About

Is this record worth a spin? Should I buy it? Will it add to or detract
from my credibility? Should I care?
I wish someone could break it down for me.

Thursday, August 18, 2011

Richmond Fontaine- The High Country


Richmond Fontaine is not an individual but a four-piece band from Portland, OR. Apparently, the band name derives from a chance encounter with an ex-pat/hippy that helped out Fontaine frontman Willy Vlautin (who is also a published novelist and originally hails from Biggest Little City in the World, Reno, NV), when he had a flat tire in Baja, Mexico. This is a folksy, rootsy concept album based on the love story of a mechanic and a girl in a rural logging town in Oregon. Sounds like a blast, huh? Vlautin is like the roots rock version of The Hold Steady's Craig Finn.
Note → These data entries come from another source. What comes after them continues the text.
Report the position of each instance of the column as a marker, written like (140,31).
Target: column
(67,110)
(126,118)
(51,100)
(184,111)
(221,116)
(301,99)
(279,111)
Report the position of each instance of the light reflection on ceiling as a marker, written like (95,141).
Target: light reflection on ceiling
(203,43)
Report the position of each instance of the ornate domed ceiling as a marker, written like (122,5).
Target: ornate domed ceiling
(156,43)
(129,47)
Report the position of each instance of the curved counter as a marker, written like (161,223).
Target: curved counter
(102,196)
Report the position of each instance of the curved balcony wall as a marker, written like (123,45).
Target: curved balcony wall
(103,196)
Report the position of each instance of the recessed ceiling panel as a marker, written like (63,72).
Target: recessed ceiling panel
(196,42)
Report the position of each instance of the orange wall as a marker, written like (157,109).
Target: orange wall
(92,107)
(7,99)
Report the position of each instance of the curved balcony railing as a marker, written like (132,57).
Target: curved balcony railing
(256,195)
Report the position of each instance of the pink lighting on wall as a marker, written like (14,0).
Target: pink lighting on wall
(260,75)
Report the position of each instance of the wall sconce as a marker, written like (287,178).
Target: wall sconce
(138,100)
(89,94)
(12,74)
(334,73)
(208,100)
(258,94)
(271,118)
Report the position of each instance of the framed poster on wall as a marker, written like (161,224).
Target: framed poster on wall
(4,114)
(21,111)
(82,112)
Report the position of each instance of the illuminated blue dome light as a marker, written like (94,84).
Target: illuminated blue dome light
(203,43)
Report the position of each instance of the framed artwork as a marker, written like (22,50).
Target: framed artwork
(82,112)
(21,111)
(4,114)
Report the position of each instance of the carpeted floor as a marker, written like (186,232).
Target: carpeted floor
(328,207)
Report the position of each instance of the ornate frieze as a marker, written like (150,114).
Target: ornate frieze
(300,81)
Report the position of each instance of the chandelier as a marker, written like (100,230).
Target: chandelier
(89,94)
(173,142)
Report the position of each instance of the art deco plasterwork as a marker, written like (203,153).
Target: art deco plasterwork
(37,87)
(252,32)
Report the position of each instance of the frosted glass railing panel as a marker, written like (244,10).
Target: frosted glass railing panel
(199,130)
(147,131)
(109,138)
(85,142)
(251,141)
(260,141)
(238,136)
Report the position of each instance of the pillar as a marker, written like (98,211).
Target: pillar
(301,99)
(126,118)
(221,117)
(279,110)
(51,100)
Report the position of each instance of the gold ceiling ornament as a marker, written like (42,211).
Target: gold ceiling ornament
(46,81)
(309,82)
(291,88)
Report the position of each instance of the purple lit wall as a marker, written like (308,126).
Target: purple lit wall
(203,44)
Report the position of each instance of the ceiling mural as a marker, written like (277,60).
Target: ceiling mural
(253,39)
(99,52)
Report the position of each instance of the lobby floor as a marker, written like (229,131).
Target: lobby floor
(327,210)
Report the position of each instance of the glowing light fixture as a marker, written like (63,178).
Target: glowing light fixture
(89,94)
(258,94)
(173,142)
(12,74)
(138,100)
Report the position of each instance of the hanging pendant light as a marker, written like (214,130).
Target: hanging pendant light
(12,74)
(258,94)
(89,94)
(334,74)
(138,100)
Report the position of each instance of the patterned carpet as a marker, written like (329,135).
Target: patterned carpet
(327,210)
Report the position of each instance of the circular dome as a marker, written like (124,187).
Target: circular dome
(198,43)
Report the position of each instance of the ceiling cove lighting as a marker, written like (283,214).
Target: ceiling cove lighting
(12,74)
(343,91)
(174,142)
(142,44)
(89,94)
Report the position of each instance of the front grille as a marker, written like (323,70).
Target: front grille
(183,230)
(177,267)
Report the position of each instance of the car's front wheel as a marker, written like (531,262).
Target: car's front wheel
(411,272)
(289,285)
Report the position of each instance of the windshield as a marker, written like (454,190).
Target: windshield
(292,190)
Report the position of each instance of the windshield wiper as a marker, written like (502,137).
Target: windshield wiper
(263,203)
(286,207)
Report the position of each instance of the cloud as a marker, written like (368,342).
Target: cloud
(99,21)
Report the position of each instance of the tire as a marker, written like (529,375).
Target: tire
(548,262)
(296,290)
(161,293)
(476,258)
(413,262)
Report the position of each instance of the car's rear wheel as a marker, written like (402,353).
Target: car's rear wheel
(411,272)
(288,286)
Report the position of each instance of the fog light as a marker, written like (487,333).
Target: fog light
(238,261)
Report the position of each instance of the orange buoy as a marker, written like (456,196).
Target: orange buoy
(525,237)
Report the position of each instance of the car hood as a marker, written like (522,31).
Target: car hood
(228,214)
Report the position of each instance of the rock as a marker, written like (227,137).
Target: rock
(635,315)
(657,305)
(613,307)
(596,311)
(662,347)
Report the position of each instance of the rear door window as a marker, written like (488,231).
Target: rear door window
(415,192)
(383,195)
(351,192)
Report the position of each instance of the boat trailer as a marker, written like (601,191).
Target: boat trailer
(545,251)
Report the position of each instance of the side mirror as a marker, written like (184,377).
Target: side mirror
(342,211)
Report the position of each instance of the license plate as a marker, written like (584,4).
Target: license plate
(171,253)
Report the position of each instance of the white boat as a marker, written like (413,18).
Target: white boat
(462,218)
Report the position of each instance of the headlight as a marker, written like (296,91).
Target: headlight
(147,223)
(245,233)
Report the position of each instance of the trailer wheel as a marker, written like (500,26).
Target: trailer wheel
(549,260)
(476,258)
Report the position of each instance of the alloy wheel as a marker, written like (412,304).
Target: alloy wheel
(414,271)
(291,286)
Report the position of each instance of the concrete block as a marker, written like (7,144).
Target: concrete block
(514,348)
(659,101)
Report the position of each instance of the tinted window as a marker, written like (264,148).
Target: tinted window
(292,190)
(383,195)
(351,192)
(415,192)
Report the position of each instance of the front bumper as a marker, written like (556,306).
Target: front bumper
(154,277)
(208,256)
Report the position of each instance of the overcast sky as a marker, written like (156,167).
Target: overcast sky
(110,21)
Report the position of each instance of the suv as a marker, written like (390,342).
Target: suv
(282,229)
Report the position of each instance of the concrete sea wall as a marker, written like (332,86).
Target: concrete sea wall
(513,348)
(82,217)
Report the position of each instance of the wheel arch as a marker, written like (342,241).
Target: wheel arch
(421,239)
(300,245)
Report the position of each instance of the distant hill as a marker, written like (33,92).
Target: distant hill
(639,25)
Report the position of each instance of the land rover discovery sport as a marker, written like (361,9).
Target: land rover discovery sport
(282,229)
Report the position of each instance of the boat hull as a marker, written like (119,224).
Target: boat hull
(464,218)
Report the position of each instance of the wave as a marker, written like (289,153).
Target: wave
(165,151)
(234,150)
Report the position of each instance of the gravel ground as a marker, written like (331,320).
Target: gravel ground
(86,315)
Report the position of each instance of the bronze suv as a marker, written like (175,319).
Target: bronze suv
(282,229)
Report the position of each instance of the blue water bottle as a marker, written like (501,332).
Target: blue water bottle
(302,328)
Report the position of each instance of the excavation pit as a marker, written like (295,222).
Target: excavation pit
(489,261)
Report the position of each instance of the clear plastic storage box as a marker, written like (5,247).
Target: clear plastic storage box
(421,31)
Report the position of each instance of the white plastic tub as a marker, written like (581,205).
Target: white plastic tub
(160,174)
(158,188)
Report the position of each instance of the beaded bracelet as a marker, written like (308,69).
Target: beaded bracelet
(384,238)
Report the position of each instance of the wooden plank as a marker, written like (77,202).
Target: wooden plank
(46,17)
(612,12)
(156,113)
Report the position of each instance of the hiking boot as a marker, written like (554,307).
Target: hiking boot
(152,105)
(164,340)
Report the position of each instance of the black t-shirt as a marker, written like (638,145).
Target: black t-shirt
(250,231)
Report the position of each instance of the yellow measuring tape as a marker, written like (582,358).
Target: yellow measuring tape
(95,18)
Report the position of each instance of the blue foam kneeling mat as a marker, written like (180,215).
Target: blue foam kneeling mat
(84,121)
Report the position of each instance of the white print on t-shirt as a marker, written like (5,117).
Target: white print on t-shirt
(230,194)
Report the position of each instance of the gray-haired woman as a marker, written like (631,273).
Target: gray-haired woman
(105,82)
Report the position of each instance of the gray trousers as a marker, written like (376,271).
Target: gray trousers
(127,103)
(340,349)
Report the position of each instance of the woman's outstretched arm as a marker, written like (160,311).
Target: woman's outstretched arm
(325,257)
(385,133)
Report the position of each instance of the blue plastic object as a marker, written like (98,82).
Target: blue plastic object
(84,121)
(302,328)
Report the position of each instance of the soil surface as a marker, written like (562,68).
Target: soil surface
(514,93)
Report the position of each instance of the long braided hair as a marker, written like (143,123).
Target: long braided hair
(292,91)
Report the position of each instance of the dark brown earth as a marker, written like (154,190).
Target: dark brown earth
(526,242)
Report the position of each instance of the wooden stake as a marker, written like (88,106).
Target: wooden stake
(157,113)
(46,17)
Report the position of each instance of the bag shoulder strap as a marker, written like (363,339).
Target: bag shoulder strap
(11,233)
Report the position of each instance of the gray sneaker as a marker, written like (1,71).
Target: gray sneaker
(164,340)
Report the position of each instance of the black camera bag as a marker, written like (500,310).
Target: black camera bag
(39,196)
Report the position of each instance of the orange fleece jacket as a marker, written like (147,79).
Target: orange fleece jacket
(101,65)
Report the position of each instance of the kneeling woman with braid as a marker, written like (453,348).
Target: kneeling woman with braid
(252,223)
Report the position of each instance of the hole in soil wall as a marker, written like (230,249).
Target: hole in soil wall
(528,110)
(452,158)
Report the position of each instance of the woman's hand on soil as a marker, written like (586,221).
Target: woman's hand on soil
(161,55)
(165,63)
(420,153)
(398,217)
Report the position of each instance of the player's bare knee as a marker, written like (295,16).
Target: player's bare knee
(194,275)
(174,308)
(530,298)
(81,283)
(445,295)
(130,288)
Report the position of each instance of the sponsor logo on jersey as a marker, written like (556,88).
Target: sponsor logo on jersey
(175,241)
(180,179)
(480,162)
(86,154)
Or a high desert version of Uncle Tupelo's Jay Farrar, except Vlautin replaces struggling miners with struggling loggers.  He talk-sings through his novella songs with a raspy voice that sounds like it's been driving on a gravel road for three days. A narrator supplies the voice for the female character on three songs, but not in a Nancy Sinatra/ Lee Hazlewood kind of way, and it comes off sounding wonky. For those who have always wanted to combine a Danielle Steele audiobook with an Uncle Tupelo record, congratulations, you've found a home!


Buy this record if you like listening to audio books while driving to your logging job in some rural Oregon community.